The cross-lingual xPQA tasks should be inspected separately from the Spanish monolingual tasks. A model can improve Spanish passage retrieval without improving Spanish-English product QA. Similarly, strong product QA does not guarantee good retrieval over long health pages.

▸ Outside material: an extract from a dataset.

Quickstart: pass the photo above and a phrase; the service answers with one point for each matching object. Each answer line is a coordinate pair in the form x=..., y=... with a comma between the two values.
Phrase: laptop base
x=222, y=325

Per-task analysis is necessary before interpreting the aggregate score.
Training and Leakage Notes
Useful training data includes non-overlapping Mintaka examples, Spanish Wikidata-style entity QA, MIRACL Spanish training data, Spanish Wikipedia question-passage pairs, Spanish consumer-health QA, medical FAQ retrieval, document-level health web retrieval, and product QA ranking data in Spanish and English. Multi-positive behavior should be preserved for MIRACL, Spanish Passage Retrieval, and xPQA.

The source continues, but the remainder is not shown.